Now, having met one the Silicon Imaging team, the project really took form after NAB 2005, this would be the camera to launch a better filmmaker workflow. The development continued on both ends (CineForm & SI) over the last year, preparing for a full functional product to be shown at NAB 2006. The software is ready - Prospect HD has just been upgraded to support the CineForm RAW workflow, and the camera is ready for orders, shipping in only a few months.
That is a little of the history as to how we got here. If you haven't looked into it already, here are the direct links that explain why the SI-1920HDVR is such a cool and unique camera, and how CineForm RAW, makes post-production of raw image data completely seamless while enhancing the final results. We hope that CineForm RAW encourages more cameras to follow, from SI and others. Come check out the camera and Prospect HD (RAW) within the Adobe booth (SL3732 ) at NAB. (Hopefully we’ll have our own booth at a future NAB.)
Relevant links:

Monday, April 03, 2006

CineForm compression used for HD game development

Although CineForm has focused on compression and tools for the independent film and TV production / post environment, we have been getting a significant amount of interest from high-end game developers. The new consoles from Microsoft (XBOX 360) and the upcoming Sony Play Station 3 are producing HD images (1280x720 or higher) at 60 frames per second, that are sharper than anything gathered by a lens. So real-time compression from gaming consoles is an interesting challange, yet we now have customers using Prospect HD and/or Wafian HR-1 to real-time capture the latest games on the most advanced consoles. The applications are varied, from game testing and developement, to cutting together promotional demo reels (some as exciting as feature movie trailers -- thanks Richard for your great examples.)

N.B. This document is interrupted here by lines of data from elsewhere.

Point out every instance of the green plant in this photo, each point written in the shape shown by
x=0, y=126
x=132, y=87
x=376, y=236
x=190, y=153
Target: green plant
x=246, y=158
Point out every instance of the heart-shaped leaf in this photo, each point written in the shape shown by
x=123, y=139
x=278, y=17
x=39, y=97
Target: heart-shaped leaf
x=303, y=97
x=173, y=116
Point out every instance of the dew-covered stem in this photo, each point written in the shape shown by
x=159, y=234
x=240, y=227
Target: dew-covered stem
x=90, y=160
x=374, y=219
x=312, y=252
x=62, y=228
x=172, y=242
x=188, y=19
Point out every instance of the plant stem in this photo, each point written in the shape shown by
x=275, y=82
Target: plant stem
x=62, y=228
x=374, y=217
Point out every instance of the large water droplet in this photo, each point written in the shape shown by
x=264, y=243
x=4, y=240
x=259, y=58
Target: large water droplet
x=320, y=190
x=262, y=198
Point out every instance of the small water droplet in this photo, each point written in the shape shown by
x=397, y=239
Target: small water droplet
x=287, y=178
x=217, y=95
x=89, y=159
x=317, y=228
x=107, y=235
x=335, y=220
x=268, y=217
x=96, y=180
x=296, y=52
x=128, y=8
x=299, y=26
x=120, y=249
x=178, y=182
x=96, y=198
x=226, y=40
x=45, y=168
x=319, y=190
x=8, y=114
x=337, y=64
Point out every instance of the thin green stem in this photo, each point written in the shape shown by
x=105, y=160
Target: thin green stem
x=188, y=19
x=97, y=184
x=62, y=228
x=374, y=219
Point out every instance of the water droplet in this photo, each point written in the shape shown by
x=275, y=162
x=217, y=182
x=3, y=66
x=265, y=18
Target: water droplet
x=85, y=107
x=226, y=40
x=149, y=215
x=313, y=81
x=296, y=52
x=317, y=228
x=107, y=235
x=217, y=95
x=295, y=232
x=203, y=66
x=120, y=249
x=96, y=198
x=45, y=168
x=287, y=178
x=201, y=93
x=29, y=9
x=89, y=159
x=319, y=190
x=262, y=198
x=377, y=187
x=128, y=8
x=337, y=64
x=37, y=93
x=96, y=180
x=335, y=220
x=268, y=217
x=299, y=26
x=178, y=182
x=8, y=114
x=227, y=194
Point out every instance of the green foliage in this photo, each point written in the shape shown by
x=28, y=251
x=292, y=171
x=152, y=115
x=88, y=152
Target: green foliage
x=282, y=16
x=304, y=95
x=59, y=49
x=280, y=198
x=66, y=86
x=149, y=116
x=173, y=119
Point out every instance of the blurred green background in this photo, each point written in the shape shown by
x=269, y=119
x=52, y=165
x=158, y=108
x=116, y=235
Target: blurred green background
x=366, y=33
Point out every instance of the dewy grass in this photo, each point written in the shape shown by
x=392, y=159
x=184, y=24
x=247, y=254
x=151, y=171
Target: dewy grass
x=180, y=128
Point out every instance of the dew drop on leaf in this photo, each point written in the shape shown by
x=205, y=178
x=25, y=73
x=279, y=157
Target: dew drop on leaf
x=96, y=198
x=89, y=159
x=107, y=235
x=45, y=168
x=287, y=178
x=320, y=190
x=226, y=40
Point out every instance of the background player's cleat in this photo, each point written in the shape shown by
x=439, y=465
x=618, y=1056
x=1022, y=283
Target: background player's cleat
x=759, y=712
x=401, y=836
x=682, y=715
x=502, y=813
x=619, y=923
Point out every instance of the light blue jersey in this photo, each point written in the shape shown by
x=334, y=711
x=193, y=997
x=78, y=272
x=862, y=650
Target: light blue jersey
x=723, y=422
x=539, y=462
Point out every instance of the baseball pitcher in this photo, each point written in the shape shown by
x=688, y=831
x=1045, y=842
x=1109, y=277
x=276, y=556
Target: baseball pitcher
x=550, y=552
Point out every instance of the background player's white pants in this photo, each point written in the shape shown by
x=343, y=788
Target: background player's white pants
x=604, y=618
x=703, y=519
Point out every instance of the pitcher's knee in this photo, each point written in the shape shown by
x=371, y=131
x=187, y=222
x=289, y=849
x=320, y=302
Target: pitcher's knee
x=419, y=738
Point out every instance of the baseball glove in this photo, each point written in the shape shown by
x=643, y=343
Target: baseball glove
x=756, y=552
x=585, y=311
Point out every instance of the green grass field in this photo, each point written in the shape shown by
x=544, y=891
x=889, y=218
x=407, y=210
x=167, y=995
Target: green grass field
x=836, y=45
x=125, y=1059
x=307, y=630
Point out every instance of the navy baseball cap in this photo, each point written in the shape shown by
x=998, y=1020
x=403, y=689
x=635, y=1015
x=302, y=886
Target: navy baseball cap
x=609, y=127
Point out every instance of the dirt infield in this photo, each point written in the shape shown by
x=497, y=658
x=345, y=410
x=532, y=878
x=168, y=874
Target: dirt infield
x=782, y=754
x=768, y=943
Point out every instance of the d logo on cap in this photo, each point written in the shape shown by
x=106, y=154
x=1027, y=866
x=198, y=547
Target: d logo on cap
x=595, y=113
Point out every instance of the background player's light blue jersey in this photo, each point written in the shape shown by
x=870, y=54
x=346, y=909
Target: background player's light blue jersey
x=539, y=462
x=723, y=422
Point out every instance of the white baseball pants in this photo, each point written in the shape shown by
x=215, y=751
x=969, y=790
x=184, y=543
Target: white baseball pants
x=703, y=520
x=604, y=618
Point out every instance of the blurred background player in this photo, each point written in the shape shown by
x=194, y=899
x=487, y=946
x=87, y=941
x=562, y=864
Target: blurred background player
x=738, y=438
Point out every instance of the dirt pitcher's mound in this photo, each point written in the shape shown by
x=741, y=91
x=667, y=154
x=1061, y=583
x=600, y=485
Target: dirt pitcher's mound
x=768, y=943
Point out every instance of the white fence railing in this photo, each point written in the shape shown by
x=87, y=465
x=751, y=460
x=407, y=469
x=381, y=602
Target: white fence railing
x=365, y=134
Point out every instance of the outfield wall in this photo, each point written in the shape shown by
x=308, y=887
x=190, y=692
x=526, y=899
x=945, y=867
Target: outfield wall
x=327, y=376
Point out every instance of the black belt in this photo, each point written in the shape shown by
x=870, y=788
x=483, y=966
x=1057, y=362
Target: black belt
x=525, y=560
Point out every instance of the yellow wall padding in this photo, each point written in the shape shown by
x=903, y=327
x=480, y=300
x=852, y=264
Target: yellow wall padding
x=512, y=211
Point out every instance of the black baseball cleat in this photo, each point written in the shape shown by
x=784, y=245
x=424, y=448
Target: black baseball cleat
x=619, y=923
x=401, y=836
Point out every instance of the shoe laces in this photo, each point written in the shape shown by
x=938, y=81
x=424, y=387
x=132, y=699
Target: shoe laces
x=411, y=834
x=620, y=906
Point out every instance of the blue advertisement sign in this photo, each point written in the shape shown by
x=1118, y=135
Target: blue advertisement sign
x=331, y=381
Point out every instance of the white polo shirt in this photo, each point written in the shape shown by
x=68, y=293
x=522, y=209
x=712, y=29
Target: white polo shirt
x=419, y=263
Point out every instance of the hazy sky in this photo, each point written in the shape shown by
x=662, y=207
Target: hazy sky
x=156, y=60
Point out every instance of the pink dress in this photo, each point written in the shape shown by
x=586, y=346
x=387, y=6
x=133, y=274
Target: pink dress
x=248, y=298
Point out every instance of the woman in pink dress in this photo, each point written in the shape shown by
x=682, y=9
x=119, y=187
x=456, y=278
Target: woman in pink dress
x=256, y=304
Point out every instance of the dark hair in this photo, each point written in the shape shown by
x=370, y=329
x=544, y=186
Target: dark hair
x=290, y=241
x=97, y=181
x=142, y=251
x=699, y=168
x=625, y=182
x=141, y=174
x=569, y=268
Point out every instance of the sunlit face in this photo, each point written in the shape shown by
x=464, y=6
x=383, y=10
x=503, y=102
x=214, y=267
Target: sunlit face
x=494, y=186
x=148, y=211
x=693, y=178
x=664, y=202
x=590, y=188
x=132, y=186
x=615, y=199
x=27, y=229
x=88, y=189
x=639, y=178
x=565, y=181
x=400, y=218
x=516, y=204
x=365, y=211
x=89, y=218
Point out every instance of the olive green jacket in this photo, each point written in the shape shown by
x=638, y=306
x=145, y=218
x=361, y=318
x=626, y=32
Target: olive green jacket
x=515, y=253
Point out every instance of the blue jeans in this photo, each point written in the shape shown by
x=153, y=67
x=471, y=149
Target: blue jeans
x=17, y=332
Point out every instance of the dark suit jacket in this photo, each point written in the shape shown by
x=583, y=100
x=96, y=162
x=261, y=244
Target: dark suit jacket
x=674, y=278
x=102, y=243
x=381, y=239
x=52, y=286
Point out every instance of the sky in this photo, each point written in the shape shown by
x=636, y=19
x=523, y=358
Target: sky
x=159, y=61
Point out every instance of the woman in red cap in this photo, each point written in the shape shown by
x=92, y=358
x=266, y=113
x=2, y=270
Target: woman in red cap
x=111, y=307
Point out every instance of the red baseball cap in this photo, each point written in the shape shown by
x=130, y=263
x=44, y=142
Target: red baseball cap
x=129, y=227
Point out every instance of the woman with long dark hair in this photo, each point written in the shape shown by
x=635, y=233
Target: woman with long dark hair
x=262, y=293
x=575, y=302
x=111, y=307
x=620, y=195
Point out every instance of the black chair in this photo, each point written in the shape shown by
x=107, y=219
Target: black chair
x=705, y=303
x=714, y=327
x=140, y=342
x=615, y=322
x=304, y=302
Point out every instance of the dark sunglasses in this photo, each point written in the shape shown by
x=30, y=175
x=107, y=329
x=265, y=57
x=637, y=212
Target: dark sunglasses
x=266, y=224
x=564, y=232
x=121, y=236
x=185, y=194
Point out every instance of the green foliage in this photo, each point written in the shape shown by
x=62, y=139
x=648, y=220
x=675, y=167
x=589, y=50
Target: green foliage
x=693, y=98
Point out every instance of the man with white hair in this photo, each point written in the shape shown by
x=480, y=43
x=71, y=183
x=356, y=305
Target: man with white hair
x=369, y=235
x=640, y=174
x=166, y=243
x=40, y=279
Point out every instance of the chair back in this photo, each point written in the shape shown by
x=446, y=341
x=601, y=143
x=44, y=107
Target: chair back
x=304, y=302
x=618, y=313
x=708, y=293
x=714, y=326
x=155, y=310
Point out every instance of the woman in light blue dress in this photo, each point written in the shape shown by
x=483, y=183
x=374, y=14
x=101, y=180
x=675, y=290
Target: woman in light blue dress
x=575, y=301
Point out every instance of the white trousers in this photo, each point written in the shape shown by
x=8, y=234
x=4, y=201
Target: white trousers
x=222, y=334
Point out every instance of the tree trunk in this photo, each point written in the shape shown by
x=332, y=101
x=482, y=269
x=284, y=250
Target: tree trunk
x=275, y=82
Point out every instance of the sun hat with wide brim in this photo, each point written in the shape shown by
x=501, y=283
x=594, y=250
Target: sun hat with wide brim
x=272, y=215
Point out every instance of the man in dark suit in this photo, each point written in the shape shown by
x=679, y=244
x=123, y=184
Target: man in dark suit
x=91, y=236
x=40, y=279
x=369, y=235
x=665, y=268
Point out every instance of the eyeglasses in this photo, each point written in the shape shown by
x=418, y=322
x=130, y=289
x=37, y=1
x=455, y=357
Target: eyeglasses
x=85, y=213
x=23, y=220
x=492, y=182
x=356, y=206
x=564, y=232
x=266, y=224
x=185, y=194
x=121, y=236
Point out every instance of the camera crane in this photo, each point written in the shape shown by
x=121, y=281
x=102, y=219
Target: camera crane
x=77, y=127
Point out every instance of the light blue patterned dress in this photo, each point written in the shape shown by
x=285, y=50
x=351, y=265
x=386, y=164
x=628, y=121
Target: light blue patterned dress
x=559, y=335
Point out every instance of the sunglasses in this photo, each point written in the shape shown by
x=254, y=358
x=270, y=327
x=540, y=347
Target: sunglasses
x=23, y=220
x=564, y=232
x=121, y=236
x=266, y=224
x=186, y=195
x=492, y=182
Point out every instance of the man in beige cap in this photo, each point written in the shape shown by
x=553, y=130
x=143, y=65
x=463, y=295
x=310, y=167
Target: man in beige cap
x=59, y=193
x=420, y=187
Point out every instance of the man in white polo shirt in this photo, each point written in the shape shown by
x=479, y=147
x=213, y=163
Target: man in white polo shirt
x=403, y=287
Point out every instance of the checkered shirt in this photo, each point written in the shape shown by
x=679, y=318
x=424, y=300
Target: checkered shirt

So why CineForm? Basically we are a lot less expensive than an HD tape deck, and much more convenient than tape. Where you capture using an HR-1 or a Prospect HD system, your data is stored instantly of a computer for fast review and manipulation. As people play these consoles in a fixed location, the tethered acquistion into computer system is an easy solution. Next is quality, while capture 720p60 into DVCPRO-HD deck works, it will only samples at 960x720, limiting is usefulness when full pixel detail is important (again the deck is a more expensive solution.) Finally very long captures of entire gaming sessions will be beyond most tape systems and many uncompressed disk systems. All pretty obvious stuff, we are just excited by the opportunity of this alternative HD production market.